I fianchi dovrebbero stare più alti o almeno allo stesso livello delle ginocchia. Questo significa che il divano non deve essere troppo profondo, altrimenti le gambe scivolano in avanti e la schiena si incurva. Se il divano è profondo, si può usare un cuscino dietro la schiena per ridurre la profondità effettiva. Le gambe non devono stare tese in avanti, ma piegate in modo naturale, con i piedi appoggiati a terra o su uno sgabello.

Il collo deve stare diritto, non proteso. Lo schermo dovrebbe essere all'altezza degli occhi quando lo sguardo è naturale, non abbassato verso il basso. Se il televisore è troppo basso, rialzarlo con uno stand o una staffa. Se è sul muro, regolare l'altezza della staffa.

Ogni venti o trenta minuti, è utile alzarsi e camminare un poco. Non serve un'attività intensa, ma il movimento interrompe la contrazione muscolare statica e favorisce la circolazione. Questo è uno dei comportamenti più efficaci per evitare la sciatalgia da sedentarietà.

Il dato sulla frequenza

Le persone che guardano televisione per più di quattro ore al giorno hanno una probabilità significativamente maggiore di soffrire di mal di schiena rispetto a chi guarda meno di due ore. Questo dato emerge dalla pratica clinica dei fisioterapisti e dai reparti di ortopedia, anche se non esiste uno studio italiano specifico e recente su questo tema con numeri certi e pubblicato.

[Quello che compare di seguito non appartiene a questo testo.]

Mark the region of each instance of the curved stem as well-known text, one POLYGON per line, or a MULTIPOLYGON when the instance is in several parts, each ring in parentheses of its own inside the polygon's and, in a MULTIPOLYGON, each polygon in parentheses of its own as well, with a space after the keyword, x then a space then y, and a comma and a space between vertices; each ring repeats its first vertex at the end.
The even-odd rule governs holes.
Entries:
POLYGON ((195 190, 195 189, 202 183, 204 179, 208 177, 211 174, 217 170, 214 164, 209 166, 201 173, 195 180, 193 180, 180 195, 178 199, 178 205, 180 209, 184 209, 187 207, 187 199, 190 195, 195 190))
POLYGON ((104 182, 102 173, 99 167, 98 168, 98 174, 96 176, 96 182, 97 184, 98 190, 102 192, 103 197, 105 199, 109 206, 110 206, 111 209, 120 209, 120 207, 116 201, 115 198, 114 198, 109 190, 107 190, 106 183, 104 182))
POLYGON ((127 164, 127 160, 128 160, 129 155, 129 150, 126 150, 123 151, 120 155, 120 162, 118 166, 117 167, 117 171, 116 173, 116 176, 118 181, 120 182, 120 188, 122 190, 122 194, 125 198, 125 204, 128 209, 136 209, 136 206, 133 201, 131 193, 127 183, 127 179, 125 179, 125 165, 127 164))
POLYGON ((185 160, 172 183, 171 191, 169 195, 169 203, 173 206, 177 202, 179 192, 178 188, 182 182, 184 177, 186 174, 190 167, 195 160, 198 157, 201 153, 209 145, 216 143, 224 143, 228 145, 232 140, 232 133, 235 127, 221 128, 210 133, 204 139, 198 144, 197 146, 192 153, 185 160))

Quello che sappiamo con certezza è che il tempo sedentario è correlato al mal di schiena. La sedentarietà aumenta il dolore cervicale e lombare. Non è una questione di età: anche i giovani che passano molte ore al divano sviluppano sciatalgia se la postura è scorretta e se il tempo è prolungato.

La buona notizia è che la sciatalgia da postura è reversibile nella maggior parte dei casi. Non è una malattia cronica inevitabile. Cambiare postura, alzarsi più spesso, fare movimento leggero e dare tempo ai muscoli di adattarsi ai nuovi assetti può ridurre il dolore in poche settimane. Il corpo è adatto al movimento, non alla immobilità prolungata, neppure quella del divano.